Burnout is Becoming Endemic Across the Cybersecurity Sector

Cyberattacks have come thick and fast in 2025, with huge corporations including Qantas, M&S, Co-op and Microsoft all experiencing breaches in recent months.
The sheer volume of the attacks is not the only remarkable thing about this recent trend, however.
Cybercrime is clearly becoming far more sophisticated than ever before, with criminals often weaponising AI technologies.
As such, Chief Information Security Officers (CISOs) have been under pressure to respond and prepare their defences effectively.
This is far easier said than done, however, and many cybersecurity professionals are starting to struggle under the weight of increasingly aggressive threats and round-the-clock demands.
Data from ISC2's annual Workforce Study spells this out plainly.
Job satisfaction among cybersecurity professionals fell to 66% in 2024, down four percentage points from the previous year, and significant amounts of people are reporting burnout as a result of their work.
The human cost of constant vigilance
The BBC recently conducted interviews with cybersecurity professionals to dig into this pattern.
Tony, who used a pseudonym, was signed off for burnout from his cybersecurity awareness role at a major UK ecommerce company last year, following years of mounting stress.
"Many of us in cyber, we put our hearts into our job. There's a lot of passion involved," he says.
He recalled the Wannacry ransomware attack in 2017 when his team worked through the weekend to protect the company's network.
"It was a Friday and something came up on BBC News," Tony said.
The security team removed every device from the network as a precaution, with Tony finally coming offline on Sunday afternoon.
"It was all preparatory work," he says, noting the firm had not been hit by the attack.
Tony said this pattern is being repeated across organisations responding to the Scattered Spider attacks that struck Co-op, M&S and other businesses this year.
"I can't even imagine what the folks at Co-op and M&S have gone through," he says.
A sector under strain
Andrew Tillman, former Head of Cyber Risk & Assurance for the UK's Health Security Agency, also reports experiencing burnout himself during his four years at the organisation.
"If you think you might be burning out, you're already on your way there," Andrew said.
Jon France, who is the ISC2βs own CISO, sees burnout as a "major issue" for the sector.

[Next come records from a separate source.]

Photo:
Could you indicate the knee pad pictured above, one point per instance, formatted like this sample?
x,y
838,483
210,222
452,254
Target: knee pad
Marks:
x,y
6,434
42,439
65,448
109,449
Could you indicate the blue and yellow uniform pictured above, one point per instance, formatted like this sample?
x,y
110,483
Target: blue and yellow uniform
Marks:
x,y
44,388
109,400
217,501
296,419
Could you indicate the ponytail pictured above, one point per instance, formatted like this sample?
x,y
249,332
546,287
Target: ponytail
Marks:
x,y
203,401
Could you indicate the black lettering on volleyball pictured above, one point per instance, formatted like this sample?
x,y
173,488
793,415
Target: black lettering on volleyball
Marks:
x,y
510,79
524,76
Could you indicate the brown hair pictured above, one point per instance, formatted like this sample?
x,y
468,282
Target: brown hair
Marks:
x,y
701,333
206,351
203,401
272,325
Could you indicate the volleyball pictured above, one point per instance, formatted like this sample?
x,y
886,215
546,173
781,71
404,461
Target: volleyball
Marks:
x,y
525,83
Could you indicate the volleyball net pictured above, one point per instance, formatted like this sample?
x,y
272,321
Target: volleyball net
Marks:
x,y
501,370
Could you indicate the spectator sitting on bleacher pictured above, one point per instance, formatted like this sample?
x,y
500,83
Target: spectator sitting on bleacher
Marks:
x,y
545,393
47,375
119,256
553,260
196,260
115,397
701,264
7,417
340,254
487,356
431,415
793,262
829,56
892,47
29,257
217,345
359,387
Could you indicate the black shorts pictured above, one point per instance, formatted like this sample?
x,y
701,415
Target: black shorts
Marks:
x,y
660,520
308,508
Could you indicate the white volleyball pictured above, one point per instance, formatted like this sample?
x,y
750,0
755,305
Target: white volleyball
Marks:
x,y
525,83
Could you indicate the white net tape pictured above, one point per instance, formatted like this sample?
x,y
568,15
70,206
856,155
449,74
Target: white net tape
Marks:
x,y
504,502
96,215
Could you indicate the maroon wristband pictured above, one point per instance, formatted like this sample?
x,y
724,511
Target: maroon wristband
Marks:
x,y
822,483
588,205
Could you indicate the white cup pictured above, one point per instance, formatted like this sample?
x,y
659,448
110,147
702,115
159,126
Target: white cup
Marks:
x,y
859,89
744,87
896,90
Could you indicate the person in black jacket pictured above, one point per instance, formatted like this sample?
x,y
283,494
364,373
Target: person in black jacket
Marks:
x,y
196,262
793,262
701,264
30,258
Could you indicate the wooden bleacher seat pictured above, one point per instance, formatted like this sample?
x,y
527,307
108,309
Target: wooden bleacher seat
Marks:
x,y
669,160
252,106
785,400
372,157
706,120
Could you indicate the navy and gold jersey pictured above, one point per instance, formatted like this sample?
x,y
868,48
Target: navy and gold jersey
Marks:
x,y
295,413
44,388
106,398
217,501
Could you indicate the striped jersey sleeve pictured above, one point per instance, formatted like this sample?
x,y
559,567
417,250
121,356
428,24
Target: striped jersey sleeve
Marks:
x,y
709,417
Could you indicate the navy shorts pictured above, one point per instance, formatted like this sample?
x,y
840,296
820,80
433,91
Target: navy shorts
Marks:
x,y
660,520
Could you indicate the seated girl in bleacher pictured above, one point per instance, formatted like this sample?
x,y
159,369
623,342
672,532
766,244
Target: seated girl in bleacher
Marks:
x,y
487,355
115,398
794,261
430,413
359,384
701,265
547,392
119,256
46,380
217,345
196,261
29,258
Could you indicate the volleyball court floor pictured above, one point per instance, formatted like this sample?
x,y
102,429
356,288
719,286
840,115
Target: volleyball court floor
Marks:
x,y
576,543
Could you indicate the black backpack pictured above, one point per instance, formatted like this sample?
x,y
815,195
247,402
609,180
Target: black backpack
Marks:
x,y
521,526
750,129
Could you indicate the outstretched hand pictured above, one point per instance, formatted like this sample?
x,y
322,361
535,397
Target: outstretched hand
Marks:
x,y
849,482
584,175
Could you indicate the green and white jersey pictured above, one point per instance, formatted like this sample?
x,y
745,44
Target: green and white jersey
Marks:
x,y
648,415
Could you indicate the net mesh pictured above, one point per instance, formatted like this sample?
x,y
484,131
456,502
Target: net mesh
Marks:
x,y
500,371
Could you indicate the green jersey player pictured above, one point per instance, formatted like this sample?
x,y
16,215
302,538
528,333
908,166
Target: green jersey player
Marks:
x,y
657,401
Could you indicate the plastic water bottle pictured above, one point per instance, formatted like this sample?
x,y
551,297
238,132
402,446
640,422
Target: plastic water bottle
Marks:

Jon says that professionals are increasingly being asked "to do more with less" which only increases stress and leads to dissatisfaction at work.
"Cyber professionals rarely work 9-5,β he explains. βEven if they do, they remain on call because threat actors don't adhere to office hours.β
Bigger threats, higher stakes
The pressure that many cybersecurity professionals are experiencing right now can be chalked up to a huge surge in sophisticated attacks from nation-state actors and criminal groups.
Earlier this year hackers thought to be working for the North Korean regime stole US$1.5bn worth of digital tokens from crypto exchange ByBit.
Officials in the US estimate that around half of North Korea's foreign currency acquisitions come from cyber theft.
For Andrew, the weight of responsibility is a massive part of the stress.
"There's always that conscious thought about 'if it goes wrong, how could this impact the individuals on the street? How could it affect their jobs, their livelihoods?'," he explains.
Entry-level workers are vulnerable
Lisa Ackerman is the former Deputy CISO at GSK.
She highlights just how intense the level of staff turnover is in entry-level roles in cybersecurity.
Younger workers in frontline positions have to deal with a constant barrage of security alerts they need to assess and respond to, which is clearly not for everybody.
Peter Coroneos, Founder of Cybermindz, a non-profit that aims to tackle burnout in the cyber sector, says that workers can be caught in a "blame culture" while their successes are "low visibility".
This leaves them carrying "a low level of dread", he suggests.
Peter warned that recruiting people whose brains are not fully formed and placing them in high-stress roles could set them up for long-term cognitive and emotional problems.
Cybermindz offers a structured neural training regime aimed at restoring psychological safety for stressed workers.
"If someone's having a panic attack, telling them to just calm down isn't actually going to work. You need to address neurochemistry," Peter says.
Calls for regulatory intervention
Lisa, like Peter, believes that cybersecurity teams need far more protection than they currently have.
"We want to get some kind of legislation for cyber teams like we have for air traffic controllers and doctors and pilots and people who are first responders. Which, in reality, cyber defenders are," she explains.
Other industry insiders are focusing on making the lives of cyber teams easier by fighting fire with fire, using AI to shore up defences against AI-powered threats.
βWhen AI closes the loop from detection to containment in minutes, board-level metrics move: fewer payouts, faster recovery and less revenue at risk,β explains Anirudh Agarwal, CEO of OutreachX.
Elsewhere, Andrew says he now watches carefully for warning signs of impending burnout, including changing sleep patterns, altered eating habits and reduced exercise.
Going forward, this kind of reflection will likely be imperative for professionals.
"It's almost like a cyber breach. You should assume it's on its way and work towards not allowing it to happen," he says.